I had given the same title to a post in November 2011! When listening to Pedro Bados, founder of Nexthink (an EPFL spin-off) on Radio Suisse Romande (you can listen to the podcast from time 6’50” (in French!), I needed to come back on the topic.
Let me give again Steve Blank’s definition which I had mentioned in the previous post: “startups are temporary organizations designed to search for a scalable and repeatable business model.” According Pedro Bados, “to be a start-up is more a mindset, focused on permanent innovation, than a question of size.” It is therefore a delicate definition and let me try to give general criteria.

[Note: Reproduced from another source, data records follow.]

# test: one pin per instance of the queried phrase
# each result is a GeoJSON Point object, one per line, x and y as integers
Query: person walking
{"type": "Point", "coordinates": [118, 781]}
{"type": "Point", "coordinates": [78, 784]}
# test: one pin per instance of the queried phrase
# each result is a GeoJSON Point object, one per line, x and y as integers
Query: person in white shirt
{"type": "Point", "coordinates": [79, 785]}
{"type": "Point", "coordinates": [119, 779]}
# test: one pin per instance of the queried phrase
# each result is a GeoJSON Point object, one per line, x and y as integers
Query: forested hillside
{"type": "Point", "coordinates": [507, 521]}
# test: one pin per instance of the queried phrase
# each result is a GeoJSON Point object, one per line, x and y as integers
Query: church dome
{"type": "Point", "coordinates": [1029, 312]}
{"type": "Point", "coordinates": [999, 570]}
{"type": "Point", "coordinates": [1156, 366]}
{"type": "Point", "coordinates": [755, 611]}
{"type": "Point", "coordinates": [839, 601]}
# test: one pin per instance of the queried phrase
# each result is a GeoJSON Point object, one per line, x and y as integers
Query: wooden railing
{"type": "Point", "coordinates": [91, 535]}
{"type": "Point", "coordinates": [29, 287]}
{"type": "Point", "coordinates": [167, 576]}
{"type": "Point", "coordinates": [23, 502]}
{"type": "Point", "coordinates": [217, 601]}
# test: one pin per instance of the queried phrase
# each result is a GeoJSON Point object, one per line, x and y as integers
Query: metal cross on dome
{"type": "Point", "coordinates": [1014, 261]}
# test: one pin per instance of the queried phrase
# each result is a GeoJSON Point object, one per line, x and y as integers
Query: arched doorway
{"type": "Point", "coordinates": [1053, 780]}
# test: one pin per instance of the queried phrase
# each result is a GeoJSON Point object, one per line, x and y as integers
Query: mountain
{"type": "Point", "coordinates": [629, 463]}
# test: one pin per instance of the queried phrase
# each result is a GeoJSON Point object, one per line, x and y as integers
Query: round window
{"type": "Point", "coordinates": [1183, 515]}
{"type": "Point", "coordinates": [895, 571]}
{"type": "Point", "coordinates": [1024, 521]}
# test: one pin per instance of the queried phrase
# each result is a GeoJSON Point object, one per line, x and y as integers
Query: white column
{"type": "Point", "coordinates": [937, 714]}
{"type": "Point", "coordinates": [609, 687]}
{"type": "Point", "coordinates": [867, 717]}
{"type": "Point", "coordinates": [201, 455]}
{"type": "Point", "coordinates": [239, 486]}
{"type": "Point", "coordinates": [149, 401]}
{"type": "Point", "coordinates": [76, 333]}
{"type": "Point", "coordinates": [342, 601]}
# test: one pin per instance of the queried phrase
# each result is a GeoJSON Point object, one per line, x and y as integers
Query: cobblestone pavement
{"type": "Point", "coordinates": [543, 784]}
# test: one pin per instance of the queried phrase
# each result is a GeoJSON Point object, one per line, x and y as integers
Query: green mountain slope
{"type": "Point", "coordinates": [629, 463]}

A start-up is a corporation which explores, which is looking for a business model, a market, customers and is trying to innovate. It usually looks for a big market (“scalable”) and therefore service businesses do not qualify (except on the web) as they do not often scale. It is also a matter of strong and rapid growth in emerging markets because the competition is tough and there will be few winners. It often go fast. That is why it is more about a mindset: you are curious, in an uncertain world, trying to bring new things to the world.
Because you are looking for a business, you do not have enough paying customers, and you will most likely need external capital (business angels, venture capital) except if your future customers accept to pay a lot in advance. This is why there is a strong correlation between being a start-up and having investors.
Once you have found what you are looking for, you will need to put more processes in place, you will be less curious, maybe less innovative (at least you will not be 100% innovative anymore) and you stop being a start-up. In a recent post about a new book on Google, I mentioned that “Part II is about growth and it is a change from the chaotic experimental company Google was. Not a dramatic change, but a change.” Google stopped being a start-up at that point. Bados is right. It is not a question of size, not even of age, as long as you fit in this exploring mindset, looking for your business with a lot of creativity. And Blank’s definition is definitely good!
Now what’s a spin-off? It’s a company created from a bigger organization (university, corporation). A spin-off may or may not be a start-up, but most academic spin-offs are indeed start-ups.